How Retirement Planning for Childless Couples is Different
The number of Americans without kids has been increasing steadily for decades, with the percentage of women ages 15 to 44 who are childless nearing 50% as of the last Census report. At first glance, childlessness may seem to be the trend that bodes the best for financial stability, especially for couples — a family structure known as “DINKs” for double income, no kids.
This logic is based on the simple fact that kids are expensive. A child costs over $245,000 to raise until age 17, according to the U.S. Department of Agriculture, a sum of money the childless, in theory, could use to fund retirement.
But while Gregory Hammer of Hammer Financial Group acknowledged being childless can make a time horizon for retirement more predictable, he was quick to add that people without kids often have other things that are costly in their day-to-day lives — more travel, for instance — while other retirement planning differences are negligible.
One difference he did emphasize is that childless couples must be sure to prepare for the death of a spouse, since they don’t have children to rely upon.
“When the first spouse passes away, income usually goes down, more times than not tax liabilities increase, and expenses either stay the same or increase,” he explained. Childless couples especially should crunch the numbers on such a scenario to see what gaps in income would exist. From there, either be prepared to return to work, or take out a life insurance policy to cover the difference.
Along the same lines, long-term care insurance is a smart bet for childless couples. Policies aren’t cheap, costing $2,000 to $4,000 annually for a couple in their mid-50s. Buying coverage earlier rather than later means lower premiums, though. And while it may be hard to imagine eventually being frail or dependent enough to need it, it’s smart to have the policy in place for a worst-case scenario.
Really, though, this kind of planning should take place even when children are in the picture, especially if parents don’t want to burden their kids down the line. As Sally Brandon of Rebalance put it: “Everybody needs to plan for themselves and care for themselves whether they have children or not. Who knows if your kids will have the wherewithal to take care of you anyway?”
Unfortunately, one similarity between DINKs and their DEWK (double earners with kids) counterparts is that such planning is often neglected. “A lot of people have this sense that it’s all going to work out (but) have never gone through the exercise of really understanding what the numbers look like,” she added.
So for DINKs and DEWKs alike, the importance of foresight can’t be understated. Take the time, crunch the numbers and put plans in place for everything from retirement income to long-term care. As Brandon summed it up: “Being aware, as with anything, is half the battle.”
Basic Retirement Math
Here are five simple steps to get started:
- Determine what fixed income you and your spouse will have in retirement, including Social Security, annuities, pensions, etc.

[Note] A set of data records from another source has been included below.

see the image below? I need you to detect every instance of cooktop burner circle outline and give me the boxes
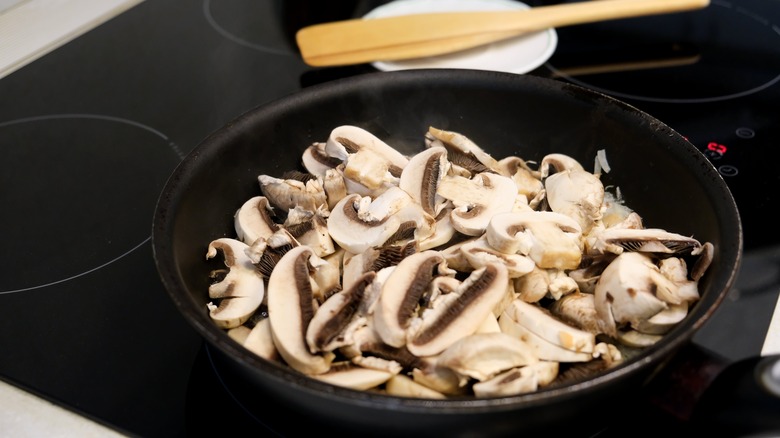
[547,0,780,104]
[202,0,295,56]
[204,345,282,435]
[0,113,182,295]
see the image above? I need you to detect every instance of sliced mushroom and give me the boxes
[567,256,613,294]
[312,361,397,391]
[227,325,251,344]
[436,172,517,236]
[549,292,606,336]
[418,207,457,251]
[474,313,502,334]
[373,251,453,348]
[496,156,544,200]
[658,257,701,303]
[306,271,376,353]
[635,302,689,335]
[498,307,593,363]
[234,196,279,245]
[426,126,501,174]
[435,332,539,382]
[283,206,335,257]
[588,227,703,256]
[399,145,450,216]
[258,174,328,213]
[485,211,583,270]
[546,269,579,301]
[593,251,672,338]
[539,153,584,178]
[385,374,448,399]
[617,329,664,348]
[267,245,334,375]
[244,228,299,278]
[343,148,400,191]
[326,125,409,172]
[544,168,604,234]
[302,141,342,177]
[327,187,435,254]
[340,324,428,372]
[513,265,551,304]
[472,361,559,398]
[205,238,266,329]
[501,299,595,354]
[322,167,348,210]
[460,236,536,279]
[243,317,281,362]
[342,241,416,291]
[411,364,469,395]
[407,262,509,357]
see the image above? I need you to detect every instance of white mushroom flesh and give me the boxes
[201,125,714,398]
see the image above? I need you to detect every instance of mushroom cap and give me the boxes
[486,210,583,270]
[267,245,334,375]
[437,172,517,236]
[205,238,266,329]
[407,262,510,357]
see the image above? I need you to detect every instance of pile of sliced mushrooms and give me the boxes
[205,125,714,398]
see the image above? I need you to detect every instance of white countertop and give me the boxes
[0,379,127,437]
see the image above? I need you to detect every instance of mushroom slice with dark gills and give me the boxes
[425,126,501,174]
[543,167,605,235]
[342,240,417,291]
[539,152,585,178]
[283,205,335,258]
[593,251,694,338]
[496,156,544,201]
[245,228,299,278]
[406,262,510,357]
[267,245,335,375]
[373,251,455,348]
[327,187,435,254]
[399,145,451,217]
[258,173,328,214]
[233,195,279,246]
[587,227,704,257]
[306,271,377,354]
[472,361,559,398]
[435,332,539,382]
[485,211,583,270]
[205,238,266,329]
[302,141,342,177]
[325,125,409,175]
[549,292,606,336]
[436,172,517,236]
[459,236,536,279]
[419,206,459,252]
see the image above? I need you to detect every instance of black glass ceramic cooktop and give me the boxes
[0,1,778,437]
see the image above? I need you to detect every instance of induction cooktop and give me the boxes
[0,1,778,437]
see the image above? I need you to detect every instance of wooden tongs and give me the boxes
[296,0,710,67]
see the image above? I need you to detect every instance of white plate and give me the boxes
[363,0,557,74]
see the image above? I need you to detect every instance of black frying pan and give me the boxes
[152,69,742,436]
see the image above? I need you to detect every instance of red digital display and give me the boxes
[707,142,728,155]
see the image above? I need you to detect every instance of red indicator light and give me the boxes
[707,142,728,155]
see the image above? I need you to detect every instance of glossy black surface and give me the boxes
[0,0,778,436]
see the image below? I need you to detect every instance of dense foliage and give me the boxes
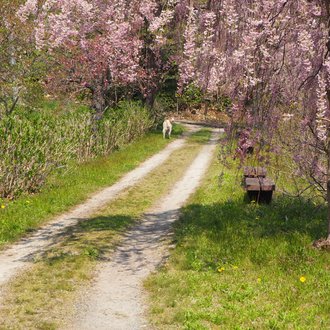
[0,0,45,118]
[0,102,152,198]
[174,0,330,240]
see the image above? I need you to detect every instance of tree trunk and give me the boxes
[90,68,112,121]
[92,87,106,121]
[325,0,330,240]
[204,101,209,117]
[327,144,330,240]
[144,87,158,109]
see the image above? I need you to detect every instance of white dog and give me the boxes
[162,117,174,139]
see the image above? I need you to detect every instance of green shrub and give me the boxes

- Estimate your annual expenses in retirement.
- Calculate the difference to learn how much you and your spouse need your savings to generate each year.
- Consider what assets you want to leave behind. Even if you don’t have children, there may be other people or charities you want to support. Do your current income needs take these goals into account?
- Finally, although it might feel uncomfortable, run through this exercise again, but with the theoretical passing of one spouse.